Guy Bruit : Monsieur Jean Bernard, vous avez une longue expérience de médecin et d'homme de science, de savant, et au cours de l'exercice de votre profession, vous avez rencontré beaucoup de drames humains, vous avez connu beaucoup de succès, vous avez connu aussi beaucoup de problèmes, je suppose. Est-ce que vous pourriez évoquer quelques aspects particulièrement marquants pour vous de votre expérience ?

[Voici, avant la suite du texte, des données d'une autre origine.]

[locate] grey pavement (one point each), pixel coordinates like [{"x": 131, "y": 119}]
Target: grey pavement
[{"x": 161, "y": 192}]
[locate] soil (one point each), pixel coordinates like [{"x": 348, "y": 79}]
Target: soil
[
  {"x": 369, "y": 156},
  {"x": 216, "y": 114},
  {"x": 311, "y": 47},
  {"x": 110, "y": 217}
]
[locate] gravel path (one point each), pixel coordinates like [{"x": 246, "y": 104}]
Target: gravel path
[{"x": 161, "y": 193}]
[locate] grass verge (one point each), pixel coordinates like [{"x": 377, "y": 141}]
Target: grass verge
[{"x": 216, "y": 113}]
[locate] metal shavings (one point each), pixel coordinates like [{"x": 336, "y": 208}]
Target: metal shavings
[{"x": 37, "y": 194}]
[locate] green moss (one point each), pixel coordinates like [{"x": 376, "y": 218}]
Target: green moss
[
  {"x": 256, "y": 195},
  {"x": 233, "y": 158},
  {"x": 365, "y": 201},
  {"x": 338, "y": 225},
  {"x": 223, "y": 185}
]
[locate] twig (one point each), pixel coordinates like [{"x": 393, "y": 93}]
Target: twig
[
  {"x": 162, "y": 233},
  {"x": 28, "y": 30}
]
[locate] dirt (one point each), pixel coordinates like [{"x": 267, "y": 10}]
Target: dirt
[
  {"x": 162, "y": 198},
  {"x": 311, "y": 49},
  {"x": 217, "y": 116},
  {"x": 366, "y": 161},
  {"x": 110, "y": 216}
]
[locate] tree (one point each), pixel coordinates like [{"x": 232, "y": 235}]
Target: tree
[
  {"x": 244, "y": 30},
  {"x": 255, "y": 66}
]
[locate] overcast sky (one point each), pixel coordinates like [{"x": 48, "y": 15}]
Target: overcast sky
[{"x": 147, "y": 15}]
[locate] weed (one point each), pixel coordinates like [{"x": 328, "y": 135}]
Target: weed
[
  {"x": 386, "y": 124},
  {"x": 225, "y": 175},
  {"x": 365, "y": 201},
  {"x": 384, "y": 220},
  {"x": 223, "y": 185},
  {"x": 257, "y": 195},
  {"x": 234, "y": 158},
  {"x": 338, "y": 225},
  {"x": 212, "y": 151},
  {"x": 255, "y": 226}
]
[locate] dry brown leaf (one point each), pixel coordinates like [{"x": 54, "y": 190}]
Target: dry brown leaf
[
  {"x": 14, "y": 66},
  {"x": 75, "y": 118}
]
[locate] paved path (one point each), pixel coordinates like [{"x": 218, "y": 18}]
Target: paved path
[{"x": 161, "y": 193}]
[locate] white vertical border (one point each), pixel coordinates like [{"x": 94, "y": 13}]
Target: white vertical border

Jean Bernard : J'ai le privilège d'appartenir à la génération qui a été le témoin des plus extraordinaires progrès et évolutions que la médecine ait connus depuis qu'elle existe. Quand j'ai commencé mes études, en 1925, la médecine était pratiquement impuissante. Mais dans les années qui ont précédé la guerre et un peu après, il y a eu une explosion incroyable de progrès. Je peux évoquer des souvenirs personnels. En 1935, j'étais interne à l'hôpital Claude Bernard dans le nord de Paris, j'ai eu la mission de traiter les maladies infectieuses graves. Il y avait un pavillon pour la rougeole, un pour la scarlatine, un pour la fièvre typhoïde, et un pour l'érésipèle dont j'étais responsable comme interne. L'érésipèle est une maladie sans gravité chez les gens en bonne santé, très grave quand elle atteint des vieillards, des alcooliques, des débiles, etc. La mortalité était de 80 %. Je reviens comme chef de clinique trois ans plus tard, en 1938 ; les sulfamides avaient été découverts, quatre comprimés par jour et tout le monde guérissait. C'était un changement tout à fait extraordinaire.
Autre exemple : je reçois la visite d'une dame de 60 ans, professeur d'enseignement secondaire, et dont les parents étaient mes amis. Je l'avais soignée quand elle avait 4 ans ; elle était alors atteinte d'une très grave maladie, la méningite tuberculeuse ; à cette époque, 1955 environ, la maladie était 100 % mortelle. Arrive la streptomycine. Les travaux expérimentaux et quelques essais faits aux États-Unis montrent qu'elle est active quand on a des cas graves de tuberculose, mais que dans un nombre important de cas, elle donne de la surdité. Je vois encore la scène ; j'étais à ce moment-là chef de service à l'hôpital des enfants malades (j'en profite pour saluer mon cher maître, le professeur Robert Debré, qui fut l'un des créateurs de la médecine des enfants en France), et dans une discussion, on se demande si on a le droit de prendre des risques de surdité sur cet enfant. Au bout de quelques instants de discussion, nous ne discutons plus : quand on est devant une maladie mortelle, les conséquences importent peu, nous traitons. Nous la traitons, 1) elle guérit, 2) elle n'est pas sourde, la surdité survenait dans les cinq ans à l'époque. Cette dame de 60 ans, venue m'exprimer sa reconnaissance (ce qui est rare), a été, il y a 40 ou 50 ans, la première enfant européenne guérie de méningite tuberculeuse. C'est un souvenir qui m'est resté très fort, et si je me suis orienté surtout vers l'hématologie et les maladies du sang, c'est parce que ce sont des domaines où le plus longtemps ont persisté des maladies mortelles des enfants et des adolescents.
Encore aujourd'hui, on commence à connaître quelques cas, pas beaucoup, de guérisons de leucémie de l'enfant, alors que, dans la majorité des cas, la leucémie aiguë de l'enfant demeure une maladie mortelle. En revanche, d'autres très graves maladies de la même catégorie peuvent être aujourd'hui soignées ; par exemple la maladie de Hodgkin, qui fut très longtemps fatale, et qu'on guérit maintenant dans un très grand nombre de cas, depuis une quinzaine d'années. Et j'ai eu le grand privilège, un vrai bonheur pour moi, d'avoir été témoin de ces évolutions favorables dans beaucoup de cas.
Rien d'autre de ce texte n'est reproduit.